Domain model#

This page introduces core concepts in the Katalyst domain model and how they relate to each other.

Bases#

The most central concept in Katalyst is a base: a storage system that holds content (data) and supports a specific set of operations. Katalyst is compatible with several different types of backend: filesystems, key-value stores, relational databases, etc.

An operation is something a base lets you do with data: read, list, aggregate, write, and eventually query. Which operations a base supports, and what structural commitments those operations require, is the subject of progressive operations.

In addition to natively-supported operations for various backends, Katalyst provides two very useful kinds of operation.

  • A check makes an assertion about content and reports a violation if the condition fails. See Checks.
  • An inspector is the descriptive dual of a check: it gathers and reports the state of content. See Inspectors.

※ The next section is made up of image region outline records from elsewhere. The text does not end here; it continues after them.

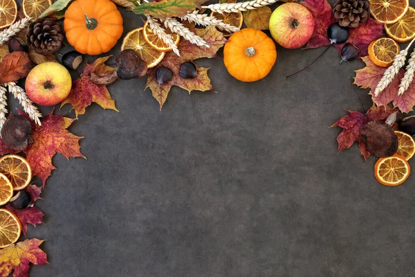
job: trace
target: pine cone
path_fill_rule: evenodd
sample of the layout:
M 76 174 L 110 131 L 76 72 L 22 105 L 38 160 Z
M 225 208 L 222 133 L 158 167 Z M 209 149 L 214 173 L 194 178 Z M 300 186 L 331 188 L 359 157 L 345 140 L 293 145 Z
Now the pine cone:
M 46 55 L 57 51 L 64 41 L 60 24 L 50 18 L 39 19 L 28 28 L 28 44 L 39 54 Z
M 338 0 L 333 12 L 340 26 L 356 28 L 369 17 L 369 1 Z

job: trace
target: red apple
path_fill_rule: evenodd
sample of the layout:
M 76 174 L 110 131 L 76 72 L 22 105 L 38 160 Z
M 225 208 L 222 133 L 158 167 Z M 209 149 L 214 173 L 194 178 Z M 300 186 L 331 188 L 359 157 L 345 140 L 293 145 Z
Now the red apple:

Domain model diagram showing project containing base, collection, item, and attribute, with checks and inspectors operating on the data model.

Raw vs collection-configured bases#

When configuring a base, the most important division is between raw content and collectionized content. A base configured only for raw content supports only a limited set of operations: checks, inspections and a small set of fixes. Most operations that require writes are not permitted, because the system would not have the context necessary to guarantee that the new content is correct.

When a base is configured with collections, it can guarantee correctness and consistency for more operations. Check and inspect operations can be more specific and context-aware. Far more write operations are available, since the system now has more context to enable correctness and consistency.

Within a given base, collection configs do not replace raw configs. Instead, they stack on top. Similarly, operations that require a collection stack on top of those available when the base was only configured for raw access to content.

Projects#

A project is the whole workspace Katalyst operates over: a configured root that includes one or more bases, plus some additional metadata.